When it comes to sleeping aids, valerian is a classical, natural one. Already Hippocrates knew: valerian has a calming effect and supports sleep. It is also possible to use valerian with anxiety states, fears or menopausal symptoms.
Like other natural plants and substances, too, valerian needs time to reach a noticeable and measurable sleep improvement. Attention must be paid to a sufficiently dose and that it has to be taken in a longer timeframe. After two weeks with 400-600 mg of valerian extract per day, the deep sleep phase can be significantly prolonged.
The influence of valerian substances is well substantiated by numerous tests and clinical studies. After subjective assessment, the sleeping quality is enhancing. The effects with persons with a bad sleep is bigger than with persons that characterize themselves “good sleepers”. The advantage over a lot of others sleeping aids is the fact that valerian is neither addictive nor leading to daytime sleepiness. When taking valerian, you will also remember your dreams.
In our brain, different “tiredness-onsets” are working. One of it is the messenger substance GABA (gamma-aminobutyric acid). It is presumed that valerian is interfering with this GABA-circle, amongst others.

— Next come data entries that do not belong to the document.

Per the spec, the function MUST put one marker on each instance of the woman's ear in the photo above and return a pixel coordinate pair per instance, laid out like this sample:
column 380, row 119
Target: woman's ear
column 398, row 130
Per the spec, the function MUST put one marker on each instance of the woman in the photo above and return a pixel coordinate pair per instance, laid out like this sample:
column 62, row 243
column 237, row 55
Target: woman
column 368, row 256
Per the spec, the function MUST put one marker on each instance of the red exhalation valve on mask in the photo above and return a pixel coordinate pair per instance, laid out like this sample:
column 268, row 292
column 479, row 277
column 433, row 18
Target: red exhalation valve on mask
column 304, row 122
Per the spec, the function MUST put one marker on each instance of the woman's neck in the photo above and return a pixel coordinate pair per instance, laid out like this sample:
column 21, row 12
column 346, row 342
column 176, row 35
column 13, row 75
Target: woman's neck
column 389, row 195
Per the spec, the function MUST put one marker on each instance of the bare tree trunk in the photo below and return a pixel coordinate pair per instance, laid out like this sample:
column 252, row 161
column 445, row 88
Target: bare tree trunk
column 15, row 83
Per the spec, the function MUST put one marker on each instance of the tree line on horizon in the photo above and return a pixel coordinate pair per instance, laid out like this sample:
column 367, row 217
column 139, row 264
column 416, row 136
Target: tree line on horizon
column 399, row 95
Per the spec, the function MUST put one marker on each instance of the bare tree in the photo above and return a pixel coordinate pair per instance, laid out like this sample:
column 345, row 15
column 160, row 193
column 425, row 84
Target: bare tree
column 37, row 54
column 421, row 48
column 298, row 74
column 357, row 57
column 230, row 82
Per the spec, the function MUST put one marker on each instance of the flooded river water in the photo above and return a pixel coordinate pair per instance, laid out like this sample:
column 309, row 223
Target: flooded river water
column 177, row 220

Valerian substances contain about 150 different components and ingredients. Despite intensive efforts to cut down the effectiveness to single components it was revealed that valerian especially is working as total extract. Single components in concentrated form might even have a contrary effect and act as pick-me-up.
As regards sleep enhancing effects of valerian, several aspects of sleeping behavior get influenced. Here, for example it is having an effect on to the movement tendency – during sleep, the activity of the motor nerve cells gets blocked. This leads to very little movement during sleep, especially during the phases of deep sleep and REM-sleep. So, valerian is inhibiting body activity and introduces sleep. Also, valerian-extracts are hindering the sugar turnover in almost all brain-regions. This is a hint for the dampening effect of valerian.
Valerian – Antidote for Caffeine?
The substance Deoxysaccharosyl-Olivil got isolated from valerian-extracts. This substance is connecting with the “sleeping-receptor” (Adenosine-1-receptor) — like the natural messenger substance Adenosine, valerian is leading to tiredness, too. Caffeine is connecting to the Adenosin-1-receptor, too, but with a contrary effect: you wake up. But, valerian’s Olivil is connecting so strongly to the receptor that the caffeine gets replaced. This is neutralizing the effect of caffeine and the tiredness sinks in. Out of this reason, valerian is a good “antidote” when consuming too much caffeine.
Findings of a clinical study of Zeller-scientists (Zeller AG, plant-based medicines, Switzerland) proved the following: the Alpha-brain-waves — signalizing relaxation — of about 50 test persons flattened after caffeine administration; the Beta-brain-waves — sign for nervousness, amongst others — in turn got more noticeable. After a valerian intake this effect was neutralized.
Hops, Passion Flower, Balm, St. John’s Wort and Lavender
It tastes bitter, to drink valerian in a tea by itself. But in combination with one or more of five other well-tried medicinal herbs it is very tasty: hops, passion flower, balm, St. John’s wort and lavender are the names of the herbs, acting as sleeping aids and provided by nature.
Especially in combination with valerian and balm, hops is very good for sleep. Hops is available in tea either cut or powder extract.
Balm, passion flower and lavender contain calming ingredients. All three plants have the biggest effect in combination with valerian.
When fresh, St. John’s wort is looking like a lot of little suns, hanging on a panicle. The yellow blossoms are helping with mild depressions and are indirectly supporting sleep. Sleeping expert Juergen Zulley wrote: “When one is in a better mood, he sleeps better. Via this detour, St. John’s wort counts to herbal remedies for sleep disturbances one at least might try.” Like with valerian, you have to be patient to sense the effect of St. John’s wort: it might take two, three or even four weeks of regular intake to really feel it.